Knight Six: Episódio Piloto - Ficção

Perdoem a falta de jeito, mas este texto não está grande coisa. Trata-se de uma tentativa minha para perceber melhor a Theresa Frostrup e conseguir entrar-lhe na pele mais facilmente. Desculpem lá impingir-vos isto...

Raquel "Éowyn" Correia

Theresa Frostrup entrou de rompante no ginásio da organização. Era aqui que gostava de vir quando queria desanuviar ou ter um momento para si. Conhecia as horas às quais raramente aparecia gente por ali, e de facto mais uma vez tinha o ginásio só para si.

Enquanto fazia o aquecimento, foi pensando na última missão. Muita coisa tinha corrido mal, e a prová-lo estava o facto de ambos ela e Jason terem acabado no hospital. Ainda estava a recuperar de algumas mazelas, e o exercício deveria ajudar a desempenar alguns músculos. Se ainda trabalhasse sozinha as coisas teriam corrido melhor de certeza.

Exemplo: no armazém ela teria decerto dado conta do recado se Jason não tivesse esbarrado no Bishop e estragado o efeito de surpresa. Outro exemplo: no terminal rodoviário não tinha sido ela a acertar na testemunha-chave.

Theresa iniciou um exercício nas paralelas assimétricas. No colégio inglês onde passara a maior parte da infância tinha sido uma ginasta promissora. O único senão foi que Theresa se tinha recusado a seguir a exigente dieta – Teri gostava de uma boa refeição – e de qualquer modo não jogava bem em equipa. Tinham-na tirado da competição.

Tanto melhor. Agora tinha as capacidades mas ninguém associaria o seu nome à ginástica. E não ficara com o corpo deformado das profissionais.

A ginástica era agora uma ferramenta no seu trabalho e um escape nos tempos livres. Bem precisava de um escape hoje: tinha outra vez o US Marshall Duane Barnes à perna.

Que diabo tinha o homem contra ela em particular?

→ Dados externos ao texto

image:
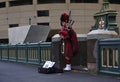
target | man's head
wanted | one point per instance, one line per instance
(64, 19)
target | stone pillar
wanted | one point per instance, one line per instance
(105, 27)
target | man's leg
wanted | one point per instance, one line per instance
(68, 63)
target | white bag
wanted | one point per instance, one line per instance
(48, 64)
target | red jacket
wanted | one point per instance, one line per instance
(70, 40)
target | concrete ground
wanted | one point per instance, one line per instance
(17, 72)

Fora ele quem a apanhara, e Teri tinha cumprido parte de uma pena pesadíssima numa das prisões mais lixadas, passara grande parte do tempo na solitária... que mais queria ele? E agora a Katherine azucrinava-lhe o juízo por causa dele. Teri era mais rapariga de tráfegos do que homicídio, mas seria assim tão difícil calar o tipo?

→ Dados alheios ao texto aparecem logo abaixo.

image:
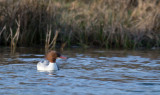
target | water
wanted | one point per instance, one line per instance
(86, 72)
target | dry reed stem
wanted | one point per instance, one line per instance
(15, 37)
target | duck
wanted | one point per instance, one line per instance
(50, 62)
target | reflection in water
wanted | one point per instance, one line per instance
(93, 72)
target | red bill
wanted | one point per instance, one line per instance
(63, 57)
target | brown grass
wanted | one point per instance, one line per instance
(101, 23)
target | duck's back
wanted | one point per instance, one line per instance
(45, 65)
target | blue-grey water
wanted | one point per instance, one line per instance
(85, 72)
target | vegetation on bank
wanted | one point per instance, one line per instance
(100, 23)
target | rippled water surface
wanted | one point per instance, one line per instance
(85, 72)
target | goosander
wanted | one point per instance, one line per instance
(50, 62)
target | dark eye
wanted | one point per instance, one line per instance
(58, 54)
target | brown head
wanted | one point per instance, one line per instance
(51, 56)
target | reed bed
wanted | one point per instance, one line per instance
(100, 23)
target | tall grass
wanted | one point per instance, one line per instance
(100, 23)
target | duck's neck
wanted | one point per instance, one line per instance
(52, 66)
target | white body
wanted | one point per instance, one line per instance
(46, 66)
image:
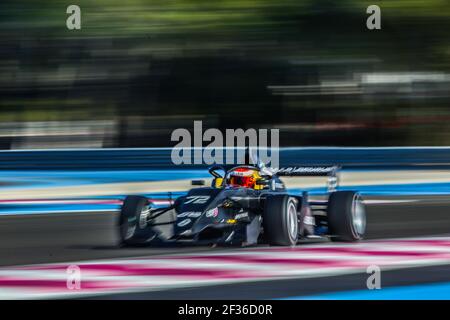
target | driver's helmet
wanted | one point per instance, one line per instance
(243, 177)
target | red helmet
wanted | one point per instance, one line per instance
(242, 177)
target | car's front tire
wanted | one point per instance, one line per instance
(280, 220)
(346, 216)
(133, 228)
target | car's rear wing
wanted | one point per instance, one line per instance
(307, 171)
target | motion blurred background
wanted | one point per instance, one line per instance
(138, 69)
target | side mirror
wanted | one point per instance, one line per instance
(213, 171)
(198, 182)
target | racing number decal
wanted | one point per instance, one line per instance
(196, 199)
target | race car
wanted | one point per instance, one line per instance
(247, 205)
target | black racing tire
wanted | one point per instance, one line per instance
(280, 220)
(133, 230)
(346, 216)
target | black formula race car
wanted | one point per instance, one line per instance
(247, 205)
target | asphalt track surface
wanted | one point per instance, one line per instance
(32, 239)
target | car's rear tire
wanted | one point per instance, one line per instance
(280, 220)
(133, 228)
(346, 216)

Maldito o dia em que tinha ingressado nesta organização governamental secreta. Às vezes pensava que mais valia ainda estar a apodrecer na solitária do que fazer parte da Knight Six.

Um dia haveria de mostrar à Katherine que Teri Frostrup não era o pau-mandado que ela julgava. O que era preciso era encontrar o timing certo.